Data were analysed using Prism (v5, GraphPad, San Diego, CA) and SPPS (v15, SPSS Inc., Chicago, IL). Mean with standard deviations (SD) and percentages were used to describe NBF scores. For the site analysis, joints were grouped into the DIP joints, PIP joints (including the IP joint of the thumb), MCP joints, carpal region (base of the first metacarpal, multangular, scaphoid, lunate), and radius/ulna. To account for the different number of joints at each site, data were expressed as the percentage affected/patient. HU at different bone sites and NBF features at the different joint sites were analyzed by repeated measures analysis of variance (ANOVA) with Tukey's multiple comparison post hoc test. Radiographic and CT NBF data were analyzed using unpaired t tests and Fisher's exact tests. For the purposes of the site-by-site analysis, each joint was considered an independent unit for analysis. To address the possibility that lesions were nested within individuals, the number of affected joints per patient was also used in Pearson correlation analysis. All tests were two tailed and P < 0.05 was considered significant.

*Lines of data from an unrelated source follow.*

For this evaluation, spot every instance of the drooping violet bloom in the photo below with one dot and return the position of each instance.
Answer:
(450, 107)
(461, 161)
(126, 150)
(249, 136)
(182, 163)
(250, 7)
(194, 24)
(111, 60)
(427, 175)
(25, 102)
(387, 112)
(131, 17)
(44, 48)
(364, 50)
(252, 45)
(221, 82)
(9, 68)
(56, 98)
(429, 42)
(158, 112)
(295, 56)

The clinical and imaging characteristics of the patients have been reported in detail previously [6, 7, 14]. There were 19 (95%) men with mean (SD) age of 56.0 (10.8) years. The mean (SD) disease duration was 19.5 (12.8) years and serum urate was 0.49 (0.13) mmol/L. Eleven (55%) has microscopically proven disease. The majority of patients (16/20, 80%) had subcutaneous tophi, and the mean (SD) number of subcutaneous tophi was 30 (56). On plain radiographs of the hands, erosion was present in 270/798 (33.8%) joints and joint space narrowing in 113/558 (20.3%) scored sites. On plain radiographs of the hands, the mean (SD) modified S-vdH erosion score was 37 (39), narrowing score was 17 (22) and combined score was 54 (59). On CT scanning of the hands, there were 237/798 (29.7%) joints with erosion and 194/798 (24.3%) joints with intraosseous tophus. For those joints with bone erosion, the mean (SD) erosion diameter was 4.8 (3.9) mm. For those joints with intraosseous tophus, the mean (SD) tophus diameter was 9.6 (7.3) mm.

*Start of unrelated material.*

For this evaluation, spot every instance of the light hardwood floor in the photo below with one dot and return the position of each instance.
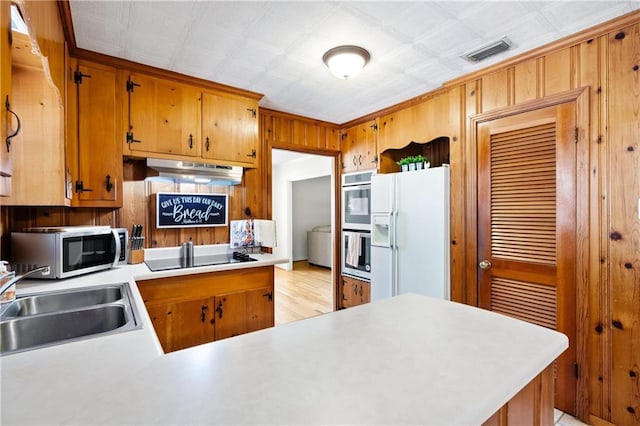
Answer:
(305, 291)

Features of new bone formation on plain radiographs and CT scans
The features of NBF observed in the hand radiographs and CT scans are shown in Table 1. The most frequent forms of NBF were bone sclerosis and osteophyte. Spur and periosteal NBF were less common, and ankylosis was rare. CT detected more spurs and osteophytes than plain radiography (Table 1). Agreement between plain radiographs and CT for the features of NBF was 88% for spur (kappa 0.51), 81% for osteophyte (kappa 0.52), 96% for periosteal NBF (kappa 0.37), 99% for ankylosis (kappa 0.54) and 90% for sclerosis (kappa 0.75). For those spurs identified on CT, the mean (SD) spur length was 4.4 (2.3) mm. For those sites of bone sclerosis identified on CT, the relative density of sclerosis was intermediate between trabecular and cortical bone; mean (SD) HU for sclerosis was 814 (288), compared with 180 (86) for adjacent trabecular bone and 1,443 (431) for cortical bone, ANOVA P < 0.0001 (Figure 2). These results confirmed the increased density of trabecular bone at sites of bone sclerosis.
Relationship of new bone formation with other radiographic features on plain radiography
Site-by-site analysis of the plain radiographs showed that NBF was strongly associated with bone erosion and joint space narrowing (Table 2). Those joints with bone erosion were more likely to be affected by all features of NBF compared with non-eroded joints. Furthermore, erosion scores were higher in eroded joints that were affected by NBF. Similarly, joints with joint space narrowing were more likely to be affected by NBF, with higher narrowing scores in narrowed joints affected by spur, ankylosis and sclerosis. Overall, the relationship of osteophyte with erosion and joint space narrowing was weaker than other forms of NBF.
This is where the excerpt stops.